Why do we care?  Well it goes to the transitions - some devices want a minimum value of dV/dt in order to clock properly.  Slow op amps can't keep up with fast transitions. Or maybe we want to play with the capacitor equation i = C dv/dt.  A 1 ufd capacitor hit with a 1V/microsecond edge will pass an instantaneous 1A of current.

https://www.allaboutcircuits.com/textbook/direct-current/chpt-13/capacitors-and-calculus/

thanks rstofer, in the meantime I analyze d / dt (as soon as I archive this I read well your intervention 674 for the integrated)
I'm starting to understand something, and I also learned what slew rate is in op.amp datasheets
If I look at your test with the Rigol, I see that if you enable the diff function, the display shows you the value that is 1MV / s, and everything makes sense.
Now look at my attached image: usual compensation signal, as you can see the square wave values are 3.12v and a rise time of 984ns.
As you taught me, the d / dt should be: 3.12v / 0.000000984s = 3170731V / s
As you can see, the only data he shows me related to d / dt are the vertical divs (100kv / s) and the position on the display.
What good can this view be for me, if it doesn't even tell me the d / dt value? or maybe I'm missing something?
In your Rigol it makes sense, you enable the diff and it indicates the V / s relative to the ramp rise time of the signal ... but in my Siglent what do I do with this d / dt graph?
I don't think the usefulness of the d / dt function is to observe its white graph, I don't see what it can tell me exactly ...
 
 

side note: siglent engineers had no imagination: they decided to color the writings of the math functions in pink .. such as the writings relating to the values of ch2 

after 4 edits I give up: I saw that if I change the sec / div of the signal, it changes the Vpk-pk of the diff track, so it does not represent the dv / dt value ...
point to head ...

[Mechatrommer]

At my age (74) mid afternoon naps are becoming more common.  Mid morning naps are popular as well.  Plus another nap while watching TV before bed time.

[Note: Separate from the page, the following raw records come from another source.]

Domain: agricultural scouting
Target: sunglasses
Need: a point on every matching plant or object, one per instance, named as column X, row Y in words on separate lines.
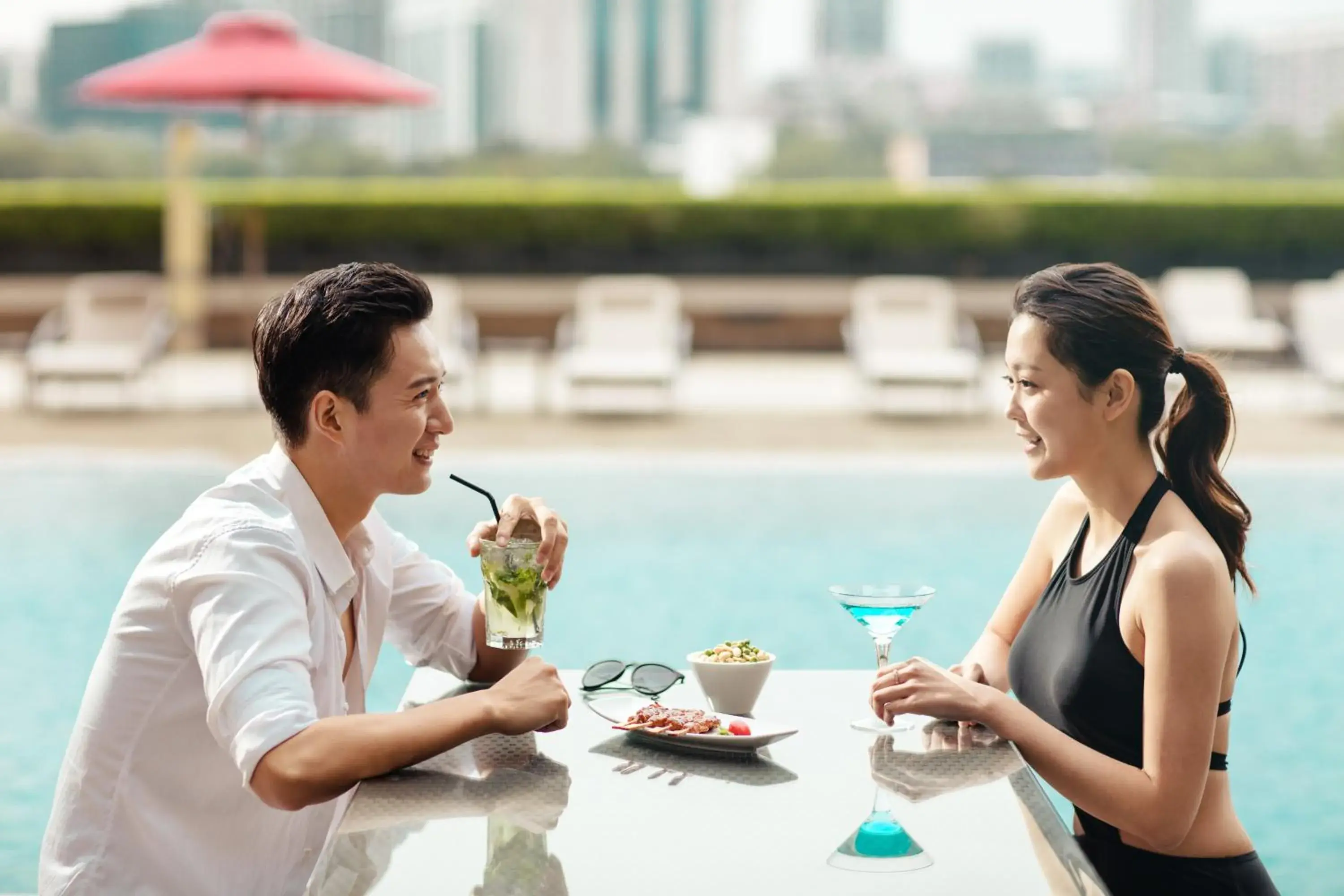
column 650, row 679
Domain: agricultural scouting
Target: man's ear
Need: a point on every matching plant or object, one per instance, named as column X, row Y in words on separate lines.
column 326, row 414
column 1117, row 394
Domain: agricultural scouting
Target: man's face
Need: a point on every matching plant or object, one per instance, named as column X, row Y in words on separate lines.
column 390, row 447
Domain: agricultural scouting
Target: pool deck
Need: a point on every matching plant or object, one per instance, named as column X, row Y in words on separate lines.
column 726, row 402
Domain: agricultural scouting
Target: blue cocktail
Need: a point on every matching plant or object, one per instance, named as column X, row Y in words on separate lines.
column 881, row 844
column 883, row 610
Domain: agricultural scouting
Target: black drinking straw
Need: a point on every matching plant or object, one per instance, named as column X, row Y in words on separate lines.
column 480, row 491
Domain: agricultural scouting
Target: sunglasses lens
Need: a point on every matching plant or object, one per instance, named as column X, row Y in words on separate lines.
column 603, row 673
column 654, row 679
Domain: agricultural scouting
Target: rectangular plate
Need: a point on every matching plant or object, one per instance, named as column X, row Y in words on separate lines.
column 619, row 708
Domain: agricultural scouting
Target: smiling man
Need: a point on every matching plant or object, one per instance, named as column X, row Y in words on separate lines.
column 224, row 724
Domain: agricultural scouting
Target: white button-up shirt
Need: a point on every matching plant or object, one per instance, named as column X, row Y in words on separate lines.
column 226, row 642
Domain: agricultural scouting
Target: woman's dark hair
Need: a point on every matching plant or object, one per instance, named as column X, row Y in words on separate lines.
column 331, row 331
column 1101, row 319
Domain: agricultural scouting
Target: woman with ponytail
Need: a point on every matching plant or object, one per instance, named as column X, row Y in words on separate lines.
column 1119, row 633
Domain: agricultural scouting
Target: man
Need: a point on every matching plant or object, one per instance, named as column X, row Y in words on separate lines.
column 224, row 726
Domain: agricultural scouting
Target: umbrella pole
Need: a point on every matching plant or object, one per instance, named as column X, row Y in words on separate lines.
column 185, row 240
column 254, row 220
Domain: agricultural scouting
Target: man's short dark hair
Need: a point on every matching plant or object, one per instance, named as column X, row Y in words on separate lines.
column 332, row 331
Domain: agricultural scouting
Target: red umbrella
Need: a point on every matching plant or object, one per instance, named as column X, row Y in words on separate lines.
column 249, row 57
column 246, row 60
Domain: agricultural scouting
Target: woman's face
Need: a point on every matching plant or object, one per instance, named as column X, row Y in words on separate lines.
column 1060, row 425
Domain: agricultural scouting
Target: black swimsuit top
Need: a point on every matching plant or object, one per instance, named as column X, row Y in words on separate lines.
column 1070, row 665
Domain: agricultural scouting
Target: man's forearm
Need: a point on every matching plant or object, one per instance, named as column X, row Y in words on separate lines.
column 492, row 664
column 334, row 754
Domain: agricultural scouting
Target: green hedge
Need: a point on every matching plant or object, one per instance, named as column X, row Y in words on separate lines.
column 1273, row 230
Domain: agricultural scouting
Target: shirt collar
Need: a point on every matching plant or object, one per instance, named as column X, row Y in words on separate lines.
column 334, row 564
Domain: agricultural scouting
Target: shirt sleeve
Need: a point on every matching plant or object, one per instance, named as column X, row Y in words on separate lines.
column 246, row 610
column 431, row 614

dont you regularly go to Wallmart/McDonalds anymore?

[rstofer]

At my age (74) mid afternoon naps are becoming more common.  Mid morning naps are popular as well.  Plus another nap while watching TV before bed time.

dont you regularly go to Wallmart/McDonalds anymore?

If it fits in between my naps...

I have been retired, and comfortably, for 17 years.  I get to play, and nap, as much as I want and never have to commute.
Social distancing hasn't been a problem, I've been doing it since I retired.